Canada’s gross domestic product grew more than forecast in July, the strongest evidence yet of a rebound from the oil shock that shrank the economy in the first half.
Output expanded 0.3 percent to an annualized C$1.66 trillion ($1.24 trillion), Statistics Canada said Wednesday in Ottawa. The median forecast in a Bloomberg survey of 20 economists was for a 0.2 percent increase.
Non-conventional oil extraction jumped 9.1 percent in July, recovering from earlier this year when maintenance shutdowns and wildfires hampered production in Alberta’s bitumen deposits. The oil, gas, mining and quarrying category had recorded seven straight monthly declines through May.

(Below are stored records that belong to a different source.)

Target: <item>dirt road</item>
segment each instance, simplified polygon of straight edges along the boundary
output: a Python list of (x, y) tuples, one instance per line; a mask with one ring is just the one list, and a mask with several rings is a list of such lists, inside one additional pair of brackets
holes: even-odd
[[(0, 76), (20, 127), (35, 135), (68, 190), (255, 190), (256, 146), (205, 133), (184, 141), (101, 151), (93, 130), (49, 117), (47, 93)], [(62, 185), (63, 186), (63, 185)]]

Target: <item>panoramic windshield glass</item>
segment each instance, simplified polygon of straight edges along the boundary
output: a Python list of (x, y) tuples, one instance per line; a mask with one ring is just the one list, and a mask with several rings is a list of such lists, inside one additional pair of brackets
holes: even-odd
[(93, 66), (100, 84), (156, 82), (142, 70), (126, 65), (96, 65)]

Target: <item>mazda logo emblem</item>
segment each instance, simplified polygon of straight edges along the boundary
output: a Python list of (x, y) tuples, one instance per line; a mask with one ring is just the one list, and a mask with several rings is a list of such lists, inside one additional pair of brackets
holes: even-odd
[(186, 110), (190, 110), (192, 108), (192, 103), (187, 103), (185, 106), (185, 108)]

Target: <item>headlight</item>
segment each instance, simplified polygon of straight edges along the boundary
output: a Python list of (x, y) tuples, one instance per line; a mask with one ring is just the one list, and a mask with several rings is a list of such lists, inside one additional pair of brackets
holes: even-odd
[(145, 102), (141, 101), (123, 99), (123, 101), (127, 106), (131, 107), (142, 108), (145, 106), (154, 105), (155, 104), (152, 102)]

The world’s 11th largest economy is poised to rebound this quarter after contracting in the first half, weakened by a drop in commodity prices, Bank of Canada Governor Stephen Poloz predicts. Growth has been a key topic ahead of an Oct. 19 election with Prime Minister Stephen Harper touting the virtue of his move to balance the budget and saying that more than 80 percent of the country’s industries are growing.
“For the third quarter we are likely to return to growth in quite a substantial way,” said Nick Exarhos, an economist at CIBC World Markets in Toronto. “Our forecast is for 2.7 percent and the numbers today keep us on pace for that.”
The agency revised June’s GDP increase lower to 0.4 percent from 0.5 percent, still enough for Canada to record its strongest two-month expansion in a year.
Canada’s currency strengthened 0.2 percent to C$1.3393 per U.S. dollar at 11:33 a.m. in Toronto. It has fallen 13 percent this year. Five-year federal government bonds climbed to 0.81 percent from 0.79 percent.
A 0.8 percent gain in finance and insurance, and a 0.6 percent increase in manufacturing -- led by durable goods such transportation equipment -- also supported growth in July.
Manufacturers, battered in the 2009 recession, are beginning to find relief with Canada’s dollar trading at about an 11-year low. The weaker currency makes Canadian goods cheaper in the U.S., which buys three-quarters of its northern neighbor’s exports.
“We are seeing some impact of the low dollar on our job creation activity and manufacturing industry, not as fast as what we used to see,” Quebec Premier Philippe Couillard said in an interview this week in New York. “A few years ago when we had these periods of the Canadian dollar going lower, the effect was immediate and very significant,” he said, adding that “with the Canadian dollar staying low for the foreseeable future, this is very positive for us.”
Governor Poloz said in a Sept. 21 speech that the fall in the nation’s dollar is easing the shock of lower oil prices, and a diverse economy allows for a shift to other growth opportunities, such as Asian demand for seafood.
Poloz kept the central bank’s trend-setting overnight lending rate at 0.5 percent at the last decision on Sept. 9, after cutting it in January and July. Toronto-Dominion Bank predicts the bank will leave the rate unchanged until the third quarter of 2017.
Much of the damage to the economy earlier this year came as lower crude oil prices prompted producers from Suncor Energy Inc. to Imperial Oil Ltd. to cancel investments.
After Canada’s economy contracted in the first two quarters of this year, meeting the textbook definition of a technical recession, evidence the worst is over has started trickling in for the Group of Seven’s biggest oil exporter. Signs of recovery include the biggest two-month gain in exports since 2011 and creation of 193,300 jobs in the 12 months through August, defying the normal pattern of a recession.
“We know our approach is working, we have created over 1.3 million net new jobs since the depths of the recession,” Finance Minister Joe Oliver said from his campaign office in Toronto. Other parties “would significantly raise job-killing payroll taxes,” he said.
Opposition parties say the Conservatives focused too much on the energy industry before the crash of crude prices from more than $100 last year. Liberal Leader Justin Trudeau, about tied in recent polls with Harper, has called for deficits to revive growth with infrastructure spending, and Tom Mulcair’s New Democrats say they will work to aid manufacturers they say have fired 400,000 workers under Harper’s tenure.
“Our plan to create growth, to invest in our communities, to create jobs and opportunities for the middle class, isn’t based on the past few months, it’s based on 10 years of low growth by Mr. Harper,” Trudeau said in televised remarks from the Vancouver suburb of Surrey. “We have an economy that is stalled.”